The 2015 AAG Gilbert Grosvenor Geographic Education Honors is presented to Dr. Michael N. Solem for advancing geographic education through his research, writing, and leadership. As Director of Educational Research and Programs at the Association of American Geographers, Solem emerged as a national and international leader in creating, guiding and shaping educational and outreach programs which have had a lasting impact on our discipline.

A citation for Michael Solem follows. 


Michael N. Solem, Association of American Geographers

Solem

Dr. Michael N. Solem is awarded the Association of American Geographers 2015 Gilbert Grosvenor Geographic Education Honors in recognition of the leadership role he has played at the national and international levels in advancing educational research and practice across the entire discipline. Currently the AAG’s Director of Educational Research and Programs, Solem has emerged as one of the preeminent scholars of geography education in the world today. Through his work as a writer, grant developer, principal investigator, project manager, administrator, facilitator, and advisor, Solem is recognized as one of geography’s key public advocates of national and international educational reform and innovation.

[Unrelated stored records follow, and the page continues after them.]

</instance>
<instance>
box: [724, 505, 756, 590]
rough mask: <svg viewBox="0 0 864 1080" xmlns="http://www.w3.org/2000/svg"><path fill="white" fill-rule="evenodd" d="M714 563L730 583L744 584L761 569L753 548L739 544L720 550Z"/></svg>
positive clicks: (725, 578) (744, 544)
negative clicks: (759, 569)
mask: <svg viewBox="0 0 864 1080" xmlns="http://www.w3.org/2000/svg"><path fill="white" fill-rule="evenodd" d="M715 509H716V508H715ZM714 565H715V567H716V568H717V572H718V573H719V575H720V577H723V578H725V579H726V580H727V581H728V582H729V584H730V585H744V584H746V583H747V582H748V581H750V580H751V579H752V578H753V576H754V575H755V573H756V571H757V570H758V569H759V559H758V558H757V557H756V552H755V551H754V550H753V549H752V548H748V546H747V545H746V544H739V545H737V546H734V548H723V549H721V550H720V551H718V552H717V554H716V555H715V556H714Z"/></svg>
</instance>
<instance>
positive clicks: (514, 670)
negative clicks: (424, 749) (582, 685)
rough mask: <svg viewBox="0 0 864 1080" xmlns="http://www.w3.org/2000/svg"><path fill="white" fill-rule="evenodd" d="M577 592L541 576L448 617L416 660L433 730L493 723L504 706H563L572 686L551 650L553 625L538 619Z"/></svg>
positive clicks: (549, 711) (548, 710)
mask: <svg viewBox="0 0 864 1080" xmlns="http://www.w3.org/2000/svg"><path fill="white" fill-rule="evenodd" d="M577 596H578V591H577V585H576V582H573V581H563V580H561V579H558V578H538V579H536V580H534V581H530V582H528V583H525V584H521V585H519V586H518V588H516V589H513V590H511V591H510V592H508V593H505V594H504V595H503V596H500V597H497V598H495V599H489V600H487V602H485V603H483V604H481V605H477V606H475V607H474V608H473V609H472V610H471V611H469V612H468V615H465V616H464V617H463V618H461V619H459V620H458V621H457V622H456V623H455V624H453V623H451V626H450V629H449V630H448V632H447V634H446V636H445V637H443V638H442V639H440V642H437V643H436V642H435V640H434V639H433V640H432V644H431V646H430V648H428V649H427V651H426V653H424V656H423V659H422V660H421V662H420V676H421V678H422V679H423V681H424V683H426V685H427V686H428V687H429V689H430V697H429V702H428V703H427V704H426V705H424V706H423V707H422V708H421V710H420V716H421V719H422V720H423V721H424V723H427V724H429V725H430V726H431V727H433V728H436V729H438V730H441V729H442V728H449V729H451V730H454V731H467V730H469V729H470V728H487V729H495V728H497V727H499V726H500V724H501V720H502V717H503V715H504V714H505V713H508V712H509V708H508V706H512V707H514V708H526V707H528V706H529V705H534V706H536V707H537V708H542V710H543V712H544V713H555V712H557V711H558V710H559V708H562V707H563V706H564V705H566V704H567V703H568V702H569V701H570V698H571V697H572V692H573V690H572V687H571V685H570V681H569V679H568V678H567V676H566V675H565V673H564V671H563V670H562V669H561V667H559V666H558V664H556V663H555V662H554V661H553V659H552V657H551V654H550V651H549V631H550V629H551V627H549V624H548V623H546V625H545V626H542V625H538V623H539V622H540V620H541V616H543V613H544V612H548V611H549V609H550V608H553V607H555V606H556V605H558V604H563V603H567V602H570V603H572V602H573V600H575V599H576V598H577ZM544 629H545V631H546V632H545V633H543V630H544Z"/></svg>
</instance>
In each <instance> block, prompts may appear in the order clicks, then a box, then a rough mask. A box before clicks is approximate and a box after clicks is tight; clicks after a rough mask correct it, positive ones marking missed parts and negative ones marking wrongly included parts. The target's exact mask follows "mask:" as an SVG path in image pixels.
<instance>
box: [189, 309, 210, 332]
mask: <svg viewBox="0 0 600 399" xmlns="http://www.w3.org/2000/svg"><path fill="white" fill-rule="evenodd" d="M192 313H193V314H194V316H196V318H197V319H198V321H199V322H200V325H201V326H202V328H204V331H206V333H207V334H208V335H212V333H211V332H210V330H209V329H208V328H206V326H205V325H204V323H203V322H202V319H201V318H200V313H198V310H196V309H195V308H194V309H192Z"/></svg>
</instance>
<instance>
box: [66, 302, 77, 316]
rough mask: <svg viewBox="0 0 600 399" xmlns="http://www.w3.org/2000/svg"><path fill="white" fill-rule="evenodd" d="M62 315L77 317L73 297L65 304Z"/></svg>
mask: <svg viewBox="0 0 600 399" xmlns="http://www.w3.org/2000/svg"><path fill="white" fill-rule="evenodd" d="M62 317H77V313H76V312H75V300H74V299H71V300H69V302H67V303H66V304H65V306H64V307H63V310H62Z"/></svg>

Solem’s contributions signal both great personal accomplishment and exceptional promise for geography’s future. His insights into the relationships among globalization, citizenship and geographic literacy have helped many to clarify their thinking about the challenges we face in advancing geographic education in the very complex 21st century educational environment. In this regard Michael’s research, conference presentations, many curricular related grants and publications have been highly significant and timely for geographers and social scientists across the disciplines. Since 2003, he has been PI or Co-PI on 13 grants, 10 from the National Science Foundation, to support these projects. It is notable that Solem has maintained his connection to the university environment through an academic appointment at Texas State University where he continues to teach and interact with colleagues and students.

Solem’s efforts to promote professional development and career preparation within geography have also been exceptional. Through books such as Aspiring AcademicsTeaching College Geography; and Practicing Geography, as well his participation in the Geography Faculty Development Alliance workshops, Solem has helped to make the AAG a leader in advancing professional development as a key element of disciplinary life. Similarly, his work as a co-director of the new National Center for Research in Geography Education, as a member of the Geography Education National Implementation Project, a member of the steering committee of the Education Committee of the IGU, and as a member of the Roadmap to Geographic Literacy project is having a lasting impact across primary, secondary and higher education.

Dr. Solem has become one of geography’s key public advocates. His ability to speak with authority, depth and clarity on educational issues has had a remarkable influence on contemporary geography, and its future.